Стою у машенькиной кровати я. Растерялся: что сказать, что сделать – не знаю. Хочется мне упасть перед Машенькой на колени, хочется проговорить ей целительные слова, от которых бы она сразу на ноги встала.

Я давно угадал, что мы сердцем родня.Что ты счастье свое отдала за меня.

Вот что хотелось мне сказать ей.

– Федя! – простонала Машенька. – Болезнай!

И смотрит на меня хорошим взглядом, таким взглядом, каким в юности смотрела – вот как на этой иконе.

– Федя, – говорит, – уж не жить мне больше… Умру я… Женишься, Федя, деток-то забудешь…

– Полно, Машенька, – говорю я. – Не женюсь. По гроб жизни буду верен.

А сам чувствую, что не то говорю, что нужно сказать что-то важное, а что – никак сообразить не могу… Эх, тяжкая на меня выпала участь!

Федор Федорыч выпивает очередную чашку водки и наливает из графина еще. Петушок на дне графина приподнял свой гребешок над кругом влаги. Петушок голубеет, сквозит и переливается в свете уже розоватом, вечернем. Со стеклянного петушиного носика падают капельки. И такие же капельки катятся из глаз библиотекаря.

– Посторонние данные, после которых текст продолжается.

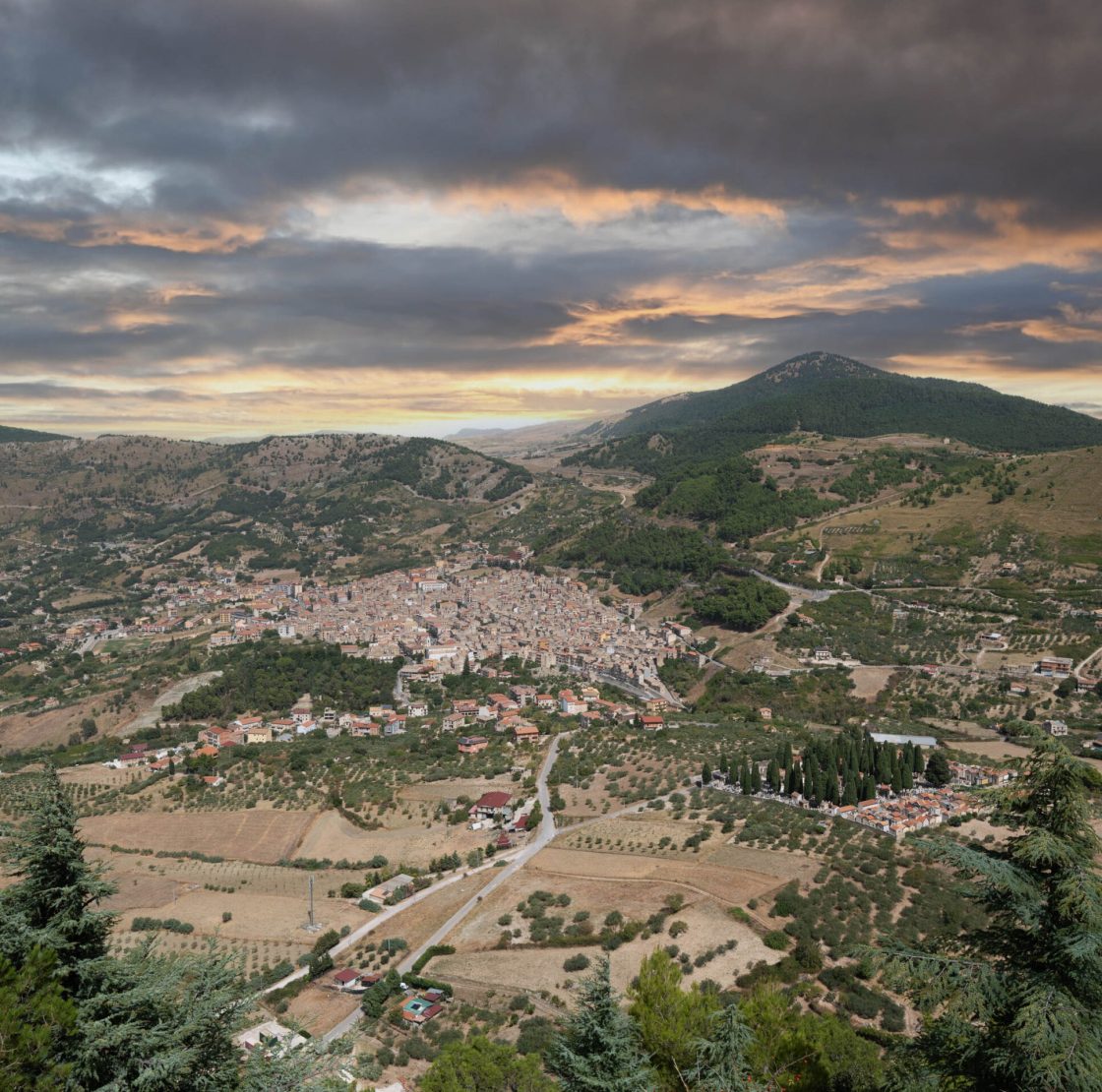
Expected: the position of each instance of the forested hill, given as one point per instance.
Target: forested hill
(281, 503)
(9, 434)
(827, 394)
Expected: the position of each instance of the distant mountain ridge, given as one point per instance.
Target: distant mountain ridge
(9, 434)
(829, 394)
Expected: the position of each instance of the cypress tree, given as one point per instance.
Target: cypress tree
(1018, 1005)
(850, 794)
(772, 776)
(793, 781)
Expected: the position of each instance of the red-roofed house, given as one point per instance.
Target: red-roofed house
(493, 806)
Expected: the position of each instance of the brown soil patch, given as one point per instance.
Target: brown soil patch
(318, 1009)
(531, 970)
(868, 682)
(249, 835)
(331, 835)
(435, 791)
(420, 921)
(20, 731)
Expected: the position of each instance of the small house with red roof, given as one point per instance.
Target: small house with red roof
(496, 807)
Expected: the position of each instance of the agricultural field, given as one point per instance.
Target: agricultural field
(260, 835)
(1050, 520)
(703, 927)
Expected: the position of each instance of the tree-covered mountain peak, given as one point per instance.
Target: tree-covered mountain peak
(818, 365)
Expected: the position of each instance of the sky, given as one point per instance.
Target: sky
(235, 217)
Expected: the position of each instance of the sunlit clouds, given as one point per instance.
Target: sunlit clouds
(283, 216)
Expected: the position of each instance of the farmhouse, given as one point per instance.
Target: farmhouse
(270, 1037)
(347, 980)
(493, 806)
(420, 1009)
(1055, 666)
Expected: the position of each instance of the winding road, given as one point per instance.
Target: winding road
(516, 862)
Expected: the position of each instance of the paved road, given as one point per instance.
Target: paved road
(516, 861)
(547, 832)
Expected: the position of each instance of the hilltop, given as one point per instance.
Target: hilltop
(9, 434)
(96, 513)
(832, 394)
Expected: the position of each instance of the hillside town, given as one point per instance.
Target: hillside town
(440, 618)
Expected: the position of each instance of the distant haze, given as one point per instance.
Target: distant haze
(280, 216)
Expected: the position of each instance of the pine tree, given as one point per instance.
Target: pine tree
(721, 1058)
(54, 904)
(597, 1049)
(144, 1021)
(669, 1019)
(1018, 1006)
(35, 1022)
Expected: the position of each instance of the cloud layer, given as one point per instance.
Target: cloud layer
(265, 214)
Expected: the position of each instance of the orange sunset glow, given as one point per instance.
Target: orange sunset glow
(414, 218)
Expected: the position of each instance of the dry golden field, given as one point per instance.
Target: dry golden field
(263, 835)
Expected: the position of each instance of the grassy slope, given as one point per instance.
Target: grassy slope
(1065, 508)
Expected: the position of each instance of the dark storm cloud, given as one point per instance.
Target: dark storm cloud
(237, 102)
(180, 185)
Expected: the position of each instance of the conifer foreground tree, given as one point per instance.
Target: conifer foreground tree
(1017, 1007)
(597, 1050)
(73, 1016)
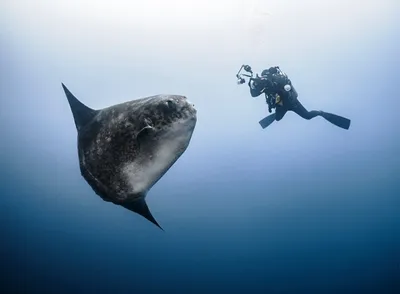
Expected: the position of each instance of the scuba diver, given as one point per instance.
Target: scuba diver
(282, 96)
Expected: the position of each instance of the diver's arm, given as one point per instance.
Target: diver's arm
(255, 89)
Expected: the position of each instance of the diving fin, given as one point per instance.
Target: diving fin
(140, 207)
(266, 121)
(337, 120)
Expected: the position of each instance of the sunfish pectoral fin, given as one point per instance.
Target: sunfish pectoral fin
(140, 207)
(82, 114)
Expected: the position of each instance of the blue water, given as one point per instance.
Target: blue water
(300, 207)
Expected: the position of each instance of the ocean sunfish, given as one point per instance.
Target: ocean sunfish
(125, 149)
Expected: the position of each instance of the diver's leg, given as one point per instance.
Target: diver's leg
(298, 108)
(280, 112)
(337, 120)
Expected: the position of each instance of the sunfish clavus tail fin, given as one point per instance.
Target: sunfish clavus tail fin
(82, 114)
(140, 207)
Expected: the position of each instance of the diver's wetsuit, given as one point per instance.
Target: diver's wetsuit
(290, 102)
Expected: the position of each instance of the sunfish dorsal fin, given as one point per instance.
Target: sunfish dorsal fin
(82, 114)
(140, 207)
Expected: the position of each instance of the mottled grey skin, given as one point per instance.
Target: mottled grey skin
(126, 148)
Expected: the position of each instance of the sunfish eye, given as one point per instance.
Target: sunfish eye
(170, 104)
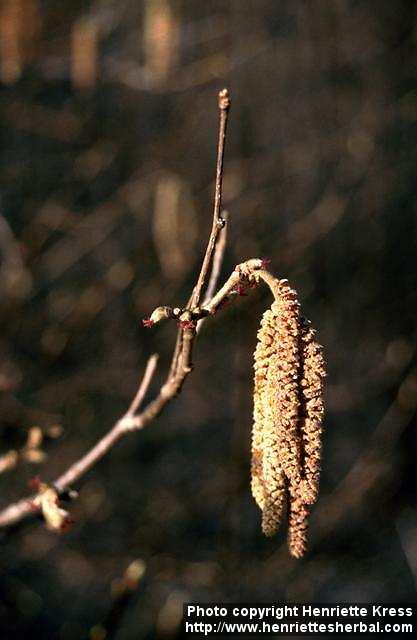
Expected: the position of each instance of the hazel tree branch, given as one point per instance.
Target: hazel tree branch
(181, 364)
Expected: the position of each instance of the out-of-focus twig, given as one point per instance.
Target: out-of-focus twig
(181, 364)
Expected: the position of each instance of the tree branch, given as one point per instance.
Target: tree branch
(218, 223)
(181, 364)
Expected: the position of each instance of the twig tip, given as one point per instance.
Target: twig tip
(224, 99)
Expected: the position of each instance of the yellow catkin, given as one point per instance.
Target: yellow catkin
(312, 384)
(267, 478)
(288, 413)
(297, 528)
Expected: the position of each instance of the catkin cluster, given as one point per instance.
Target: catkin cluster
(288, 413)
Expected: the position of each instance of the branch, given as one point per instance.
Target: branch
(218, 222)
(181, 364)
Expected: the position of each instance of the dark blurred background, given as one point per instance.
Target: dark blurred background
(108, 142)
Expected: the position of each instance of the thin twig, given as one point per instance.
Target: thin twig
(217, 260)
(144, 385)
(181, 364)
(224, 105)
(172, 386)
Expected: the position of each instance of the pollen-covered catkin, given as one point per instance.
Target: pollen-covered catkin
(267, 478)
(288, 413)
(312, 384)
(297, 528)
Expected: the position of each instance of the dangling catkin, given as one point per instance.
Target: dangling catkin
(288, 413)
(311, 422)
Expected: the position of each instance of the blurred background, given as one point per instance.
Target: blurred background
(108, 142)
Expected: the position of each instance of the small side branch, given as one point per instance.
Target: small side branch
(218, 223)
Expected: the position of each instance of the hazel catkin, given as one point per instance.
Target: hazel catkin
(288, 413)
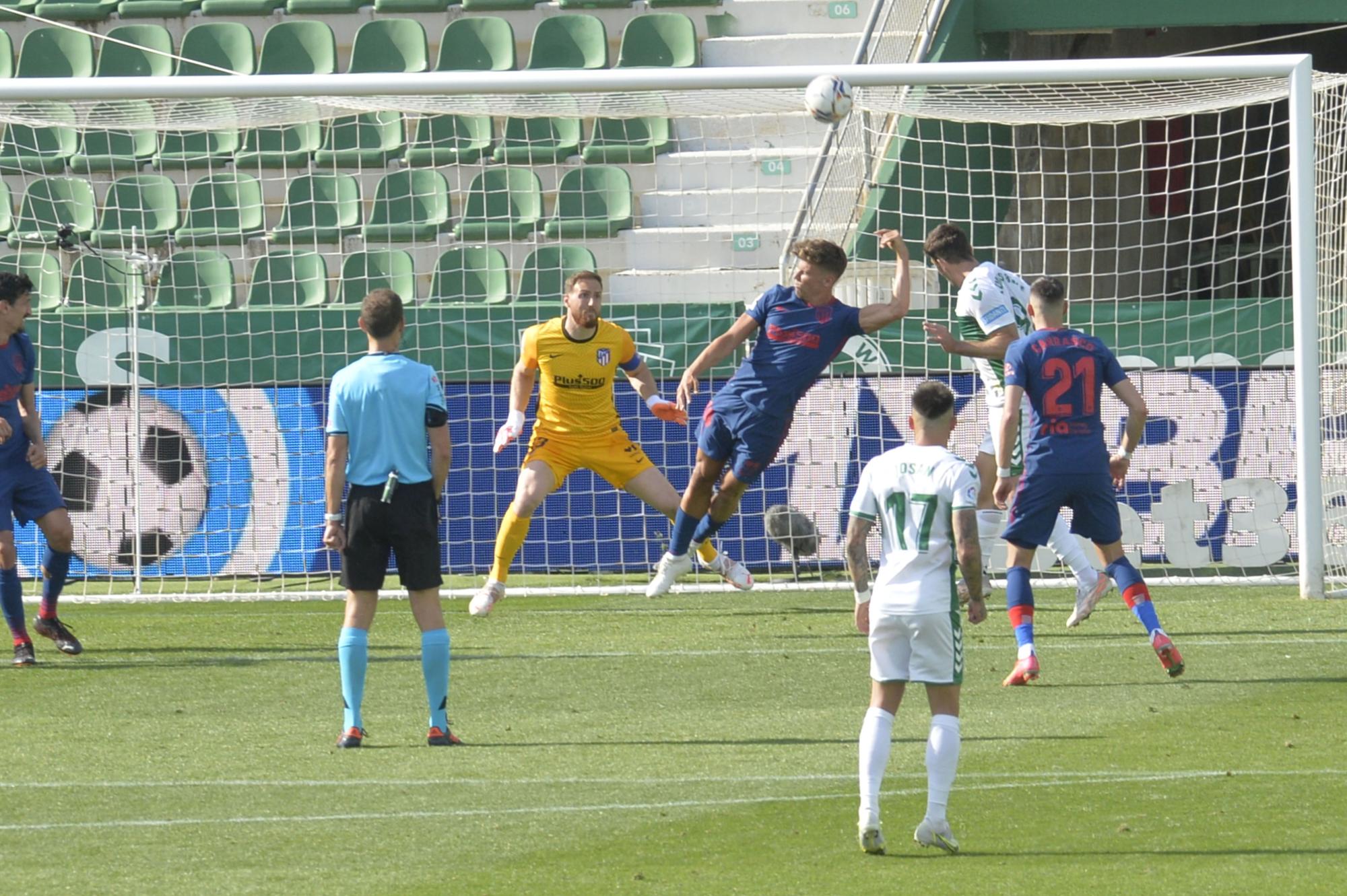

Они исчезают в его усах.

– Ну, а дальше Фет за меня сказал, он словно угадал всю мою судьбу – вся судьба моя в этих элегиях:

С опочившей я глаз бы не в силах отвесть,Всю погасшую тайну хотел я прочесть.

Долго я не мог найти себе места. Недели три ходил вокруг Палеха. Все думали, что с ума сойду. А я ходил, обращался к соснам, к небу, к речке Палешке, ко всему миру. И во всем я видел только машенькины черты, только машенькины движения.

Я обращался к природе, и природа для меня была Машенькой.

– Машенька! – кричал я, и это отдавалось в лесу, и эхо вызывало слезы на глазах.

А в ответ голосам этим торжественно, как клятву, произносил я… знаете что произносил?

Та трава, что вдали – на могиле твоей,Здесь на сердце, чем старе оно, тем свежей…

За наши страдания, за труд наш тяжелый, за тяжелую нашу жизнь природа сотворила нам песню. Тут не в личностях дело. Не Фет писал эти стихи. Он только поймал их. Они носились с ветром, шелестели во ржи, сияли в лучах. И какие еще песни носятся вокруг нас – мы не знаем. Вся природа состоит из песен. Выловить, выловить нужно эти песни!.. И кто поймет, что ничего нет в природе, кроме песен, кто постигнет это, тому радостно жить на свете и никогда он не разочаруется в жизни…

Оттого и я не разочаровался в жизни. Оттого и радостно мне жить и работать. И никакие невзгоды не сломят теперь меня…

Трудно, конечно, пришлось мне после смерти Машеньки, слов нет. Только Фет милый и выручал. Хозяйство мое в упадок пришло. Работы тоже не стало. Кому нужны иконы? Никому не нужны. А жить надо. Трепала меня жизнь в разные стороны. Вон Голиков, Баканов коробочками занялись, а у меня все навыворот получилось.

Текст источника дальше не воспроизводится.